STANDARD: Timothée Chalamet, Star Ihres Films, und Schauspielerinnen wie Greta Gerwig haben erklärt, dass sie nicht mehr unter Ihrer Regie spielen wollen. Wie reagieren Sie darauf?

Allen: Das sind alles frei Menschen, die sagen können, was sie wollen. Sie müssen sich die Situation genau ansehen und sie dann bewerten. Und zwar realistisch.

STANDARD: Das haben sie ja offenbar gemacht. Wie gehen Sie damit um? Fühlen Sie sich als Opfer eines moralischen Kreuzzugs?

Allen: Nein, überhaupt nicht. Ich schätze mich glücklich, dass ich weiter Filme drehen kann. Ich hab gerade erst wieder einen mit Christoph Waltz in einer kleineren Rolle fertig gestellt, einem wundervollen Schauspieler.

STANDARD: Die Umstände betreffen Ihre Arbeit überhaupt nicht?

Allen: Nein, die Arbeit und das Schreiben waren immer hart. Ich sperre mich in einen Raum ein und denke über einen neuen Film nach. Das ist die härteste Phase. Ich muss mir einen Plot überlegen. Das war immer schon schwierig, heute nicht weniger als damals. Zugleich liebe ich diese Arbeit. Es muss gar nicht Film sein. Aber solange man mir dafür Geld gibt, mache ich weiter. Sonst schreibe ich eben fürs Theater oder ein Buch.

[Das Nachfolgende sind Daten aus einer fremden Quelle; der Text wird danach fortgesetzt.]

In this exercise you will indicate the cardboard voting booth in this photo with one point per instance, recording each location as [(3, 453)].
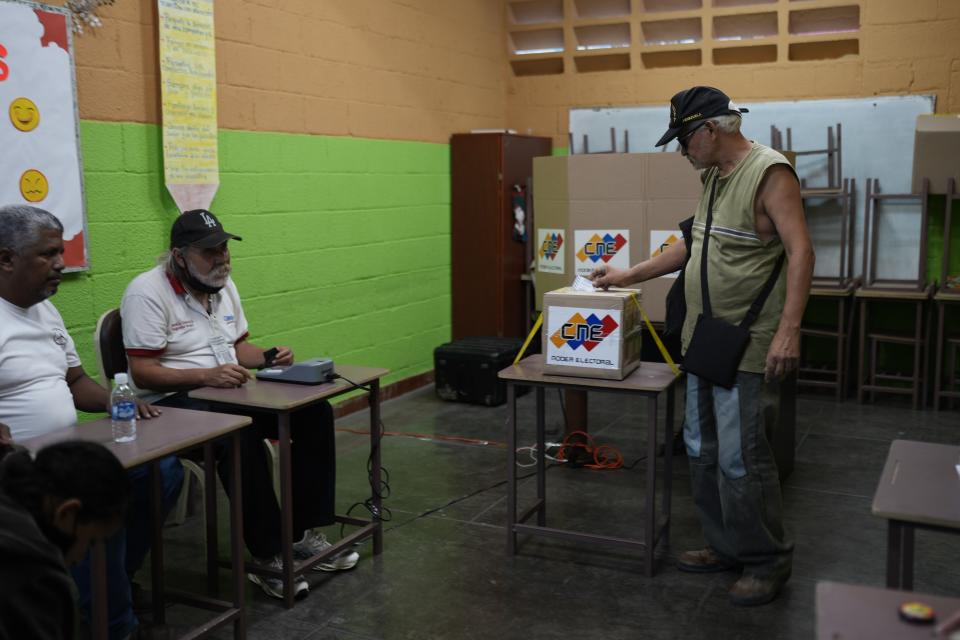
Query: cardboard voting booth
[(609, 209), (593, 334)]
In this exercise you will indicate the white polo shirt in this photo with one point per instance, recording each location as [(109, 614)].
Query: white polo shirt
[(35, 353), (162, 320)]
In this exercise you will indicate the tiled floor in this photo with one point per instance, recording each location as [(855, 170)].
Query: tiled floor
[(446, 574)]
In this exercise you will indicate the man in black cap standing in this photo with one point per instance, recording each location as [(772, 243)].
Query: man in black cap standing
[(183, 328), (741, 335)]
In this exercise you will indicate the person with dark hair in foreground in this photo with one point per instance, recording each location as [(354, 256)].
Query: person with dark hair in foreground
[(43, 384), (52, 509)]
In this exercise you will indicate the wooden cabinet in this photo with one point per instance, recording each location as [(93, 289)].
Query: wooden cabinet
[(487, 262)]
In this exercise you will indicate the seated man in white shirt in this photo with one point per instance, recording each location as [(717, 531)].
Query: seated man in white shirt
[(183, 328), (42, 385)]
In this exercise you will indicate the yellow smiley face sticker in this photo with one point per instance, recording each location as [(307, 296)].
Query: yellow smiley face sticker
[(24, 114), (33, 185)]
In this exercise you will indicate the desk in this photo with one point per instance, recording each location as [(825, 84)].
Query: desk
[(848, 612), (918, 489), (649, 380), (174, 431), (283, 399)]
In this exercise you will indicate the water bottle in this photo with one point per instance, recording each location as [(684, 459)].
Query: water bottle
[(123, 410)]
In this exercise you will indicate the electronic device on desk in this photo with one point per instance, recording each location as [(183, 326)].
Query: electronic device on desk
[(315, 371)]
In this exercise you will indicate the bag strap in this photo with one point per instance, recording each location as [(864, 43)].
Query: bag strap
[(754, 312), (704, 290)]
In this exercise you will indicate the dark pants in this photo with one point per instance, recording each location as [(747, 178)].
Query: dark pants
[(313, 471), (733, 473)]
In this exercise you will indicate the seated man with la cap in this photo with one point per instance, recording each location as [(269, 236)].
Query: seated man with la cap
[(183, 328), (43, 384)]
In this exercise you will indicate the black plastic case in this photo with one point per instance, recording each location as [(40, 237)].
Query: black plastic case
[(466, 370)]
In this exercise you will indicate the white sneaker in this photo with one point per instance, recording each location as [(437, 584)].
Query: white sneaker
[(315, 542), (273, 585)]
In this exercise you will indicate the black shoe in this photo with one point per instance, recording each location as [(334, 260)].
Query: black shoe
[(751, 591), (704, 560), (142, 598)]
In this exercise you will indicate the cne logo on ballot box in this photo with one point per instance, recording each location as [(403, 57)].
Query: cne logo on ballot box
[(583, 332), (591, 333)]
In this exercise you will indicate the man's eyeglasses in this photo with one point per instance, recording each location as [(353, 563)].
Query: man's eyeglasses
[(684, 140)]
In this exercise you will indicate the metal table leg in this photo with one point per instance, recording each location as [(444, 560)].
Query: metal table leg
[(286, 507), (651, 504), (236, 538), (541, 457), (98, 591), (511, 468), (210, 506), (375, 465), (156, 549), (900, 555), (668, 464)]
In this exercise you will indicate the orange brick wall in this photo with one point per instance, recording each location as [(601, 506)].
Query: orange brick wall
[(906, 46), (389, 69)]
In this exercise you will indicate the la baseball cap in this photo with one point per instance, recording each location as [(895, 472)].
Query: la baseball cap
[(200, 228), (695, 104)]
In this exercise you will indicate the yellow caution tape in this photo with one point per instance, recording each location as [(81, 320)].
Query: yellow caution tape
[(646, 319), (526, 343)]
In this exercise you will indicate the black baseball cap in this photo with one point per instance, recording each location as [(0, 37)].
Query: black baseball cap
[(199, 228), (695, 104)]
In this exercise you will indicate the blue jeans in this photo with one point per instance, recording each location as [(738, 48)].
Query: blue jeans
[(735, 484), (128, 547)]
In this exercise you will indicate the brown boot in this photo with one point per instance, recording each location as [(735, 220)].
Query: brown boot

STANDARD: Mit der MeToo-Bewegung hat man auch begonnen, einen Ihrer Klassiker, "Manhattan", kontrovers zu diskutieren. Man stößt sich in der Darstellung der Affäre eines 42-jährigen Mannes mit einer 17-jährigen Frau.

Allen: Auch das ist ganz deren Sache. Als ich Manhattan drehte, mochte ich ihn übrigens selbst nicht besonders. Ich wollte ihn nicht einmal herausbringen. Ich war kein großer Fan, konnte den Enthusiasmus der Leute nicht teilen. Doch er traf bei den Menschen einen Nerv, erzeugte positive Resonanz, was mich natürlich freute. Ich hab United Artists allerdings gesagt, dass ich über den Film unglücklich bin und hatte ihnen davor sogar angeboten, einen anderen Film ganz umsonst zu drehen. Sie meinten, ich sei verrückt.

STANDARD: Warum waren Sie so unzufrieden?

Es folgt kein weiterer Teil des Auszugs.